Smoking should be illegal like pot and ecstacy are then no-one will ever do it!    

The government will also be more than happy to give up the billions of dollars of tax they receive from smokers as well, I am sure of it!


----------



## CanOz (9 October 2006)

The governement and all governments around the world that use excise tax on tobacco will gradually "weed" out smokers by legislation. Thereby continuing to extract the tax to pay for the medical bills. In fact raising the tax as they go to replace lost revenue from quitters (or death).

This is a well known fact. Trust me, as an 'on again, off again smoker' i wish they would ban them too. But after i looked into it, this is the reason why its not in the interest of governments to remove the tax (i.e. ban them).


----------



## bunyip (9 October 2006)

Smoking in public should definitely be banned. Why should I have to breathe in poisonous and harmful cigarette smoke when I walk down the street.
Why should I have my clothes permeated with the smell. 
Sure, exhaust emissions pollute the atmosphere too, but we can't do without aircraft and other vehicles. But we can certainly do without cigarette smoke.
At least cars and planes etc serve a necessary and useful purpose, unlike cigarettes.
Everyone who smokes is being foolish in the extreme. It simply does not make sense for smokers to pay exorbitant sums of money for something that destroys their health and causes discomfort and harm to everyone around them.
Females in particular should avoid cigarettes like the plague. Quite apart from the risks associated with smoking during pregnancy, the softer skin of females is badly affected by cigarette smoke. Just observe how many hard faced women you see puffing away on a cigarette, old before their time, their faces dried out and wrinkled well beyond their years.
My aunty, aged 80, is one of the ugliest women I've ever seen. Her face is incredibly wrinkled and dried out. Yes, I know, women of 80 all have wrinkled faces. But not like my aunty......I'm not exaggerating when I say that she is absolutely hideously ugly to look at.
As a young woman she had movie star looks. I've seen various photos of her, including her wedding photos, and she was equally as beautiful as any of the film stars of the time.....Ava Gardner, Audrey Hepburn, Vivian Lee. My mother still talks about what a stunner my aunty was as a young woman, and how the young blokes were all chasing her.
She smoked heavily from the age of 18, and it destroyed her looks completely. Even thirty years ago she was extremely hard faced and on the verge of ugliness as I recall. She still smokes 30 a day, even at the age of 80. It's a mystery to me why she hasn't succumbed to lung cancer. She is gradually succumbing to emphysema though. She has difficult breathing and will soon need to be on breathing assistance equipment. Her voice is so gravely that it's difficult to understand her when she speaks. She has never made a serious effort to stop smoking.
I don't understand why smokers don't do whatever is necessary to quit. Sure it's difficult, but it can be done. These days there are many good programs available to help people kick the habit. Strange thing is, most of the smokers I know have never even tried these quit programs.

Bunyip


----------



## Milk Man (9 October 2006)

Yes, telling people what to do sure does convince them the error of their ways. Why do teenagers start smoking I wonder?


----------



## Smurf1976 (9 October 2006)

Agreed that smoking isn't good (that's why I quit... anyone for one of those annoying ex-smokers lectures?   ) but it's a fair way down the list of great evils IMO.

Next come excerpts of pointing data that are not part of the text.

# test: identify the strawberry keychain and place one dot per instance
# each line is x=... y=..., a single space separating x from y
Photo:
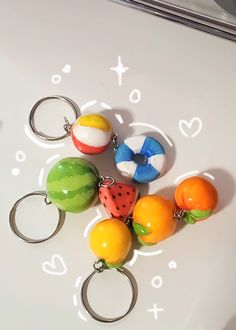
x=73 y=185
x=140 y=158
x=154 y=219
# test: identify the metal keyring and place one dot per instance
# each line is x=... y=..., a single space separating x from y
x=99 y=267
x=17 y=232
x=67 y=126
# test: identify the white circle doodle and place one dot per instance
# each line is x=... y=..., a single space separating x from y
x=15 y=171
x=20 y=156
x=157 y=282
x=187 y=128
x=172 y=264
x=56 y=266
x=135 y=96
x=66 y=68
x=56 y=79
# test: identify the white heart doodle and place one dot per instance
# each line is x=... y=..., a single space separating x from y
x=56 y=266
x=194 y=127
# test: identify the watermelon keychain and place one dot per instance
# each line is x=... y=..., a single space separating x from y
x=140 y=158
x=73 y=185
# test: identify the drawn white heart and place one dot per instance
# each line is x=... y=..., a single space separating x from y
x=194 y=127
x=56 y=266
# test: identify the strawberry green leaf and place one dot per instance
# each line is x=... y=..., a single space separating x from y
x=140 y=230
x=145 y=243
x=188 y=218
x=200 y=214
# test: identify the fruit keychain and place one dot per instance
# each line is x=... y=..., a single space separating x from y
x=73 y=185
x=154 y=219
x=140 y=158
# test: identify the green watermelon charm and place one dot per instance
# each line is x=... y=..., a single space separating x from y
x=118 y=199
x=72 y=184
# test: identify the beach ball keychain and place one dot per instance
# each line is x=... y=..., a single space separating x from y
x=140 y=158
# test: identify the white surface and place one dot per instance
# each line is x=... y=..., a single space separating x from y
x=180 y=74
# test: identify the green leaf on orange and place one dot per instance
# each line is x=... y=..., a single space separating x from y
x=200 y=214
x=140 y=230
x=188 y=218
x=109 y=265
x=145 y=243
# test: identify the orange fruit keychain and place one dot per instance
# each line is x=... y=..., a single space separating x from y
x=74 y=184
x=154 y=219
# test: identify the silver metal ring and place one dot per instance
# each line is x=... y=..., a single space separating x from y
x=17 y=232
x=66 y=126
x=84 y=290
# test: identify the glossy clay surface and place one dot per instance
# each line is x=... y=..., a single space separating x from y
x=72 y=184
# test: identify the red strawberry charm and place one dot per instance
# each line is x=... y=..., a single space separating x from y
x=118 y=198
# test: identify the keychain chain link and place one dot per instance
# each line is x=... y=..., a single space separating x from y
x=114 y=141
x=67 y=126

Hydrogenated vegetable oil is another known nasty that isn't at all good for your health. And yet it's so common that most of use would have eaten some today in some sort of processed food or added it to our own cooking at home. And we don't _need_ it at all.

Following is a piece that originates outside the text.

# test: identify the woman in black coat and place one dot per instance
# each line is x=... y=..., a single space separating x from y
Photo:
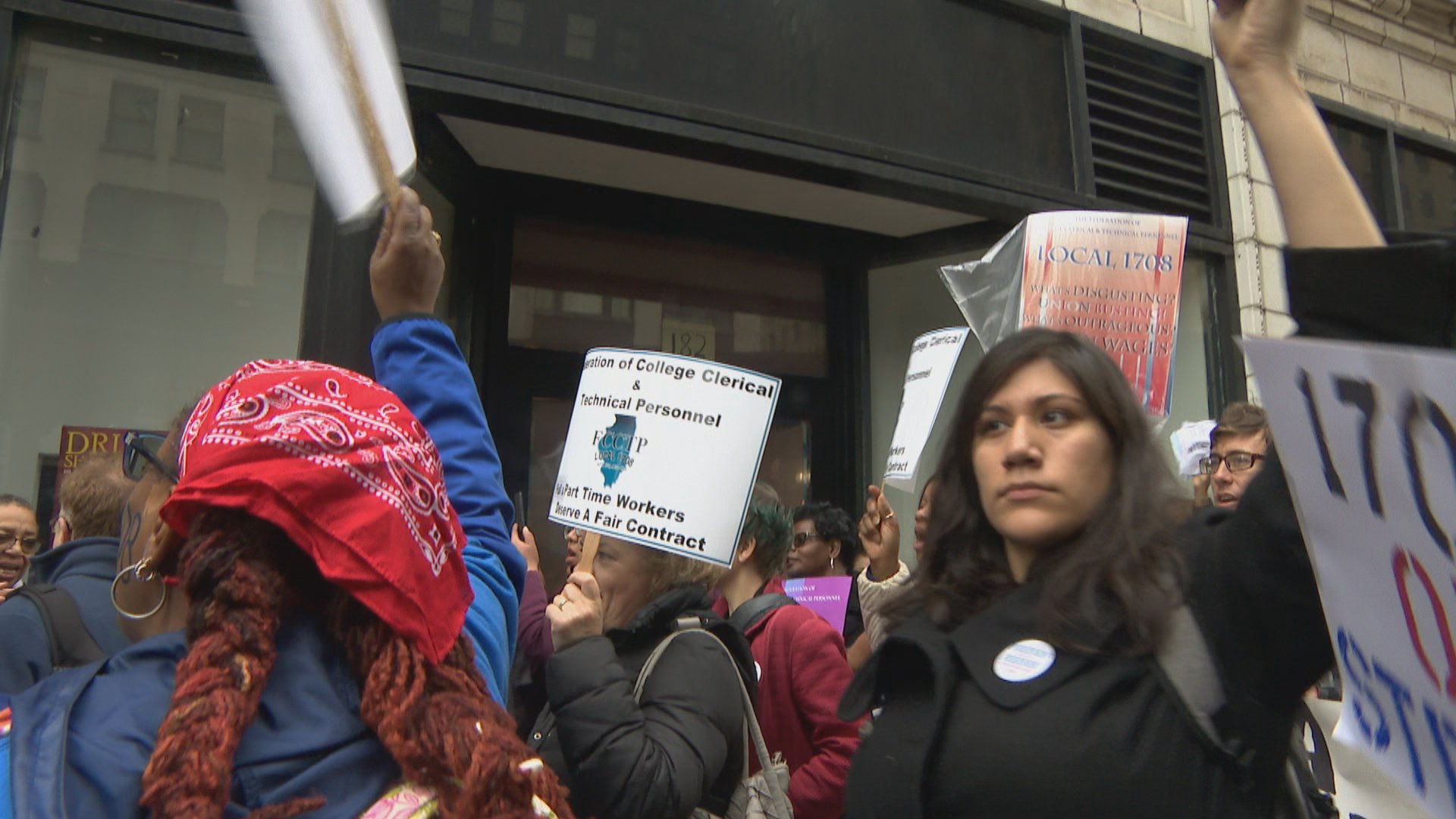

What about diesel exhaust on buses? There's no valid reason, apart from cost, to not put the exhaust on the top of the bus rather than out the back. It won't reduce the total pollution but would avoid concentrated doses for following drivers and pedestrians. Diesel exhaust is to my understanding known to be carcinogenic or at least strongly suspected as being such.

What about refined white sugar? Another nasty that we don't need but most choose to use on a regular basis.

What about alcohol? I've personally witnessed more harm done by this stuff than all other drugs, including cigarettes, put together. And yet it's still legal to advertise and still considered socially acceptable. It affects many in addition to drinkers themselves (as does smoking) and causes many innocent deaths on the roads, violence on the streets and in homes etc. And we don't _need_ it at all for human consumption. 

Why don't we have pictures of smashed cars with dead bodies on beer cans? Or bashed wives and children? Yes I'm being serious, alcohol takes a huge toll that goes largely unrecognised by the majority of society (hardly surprising when most people are using this particular drug).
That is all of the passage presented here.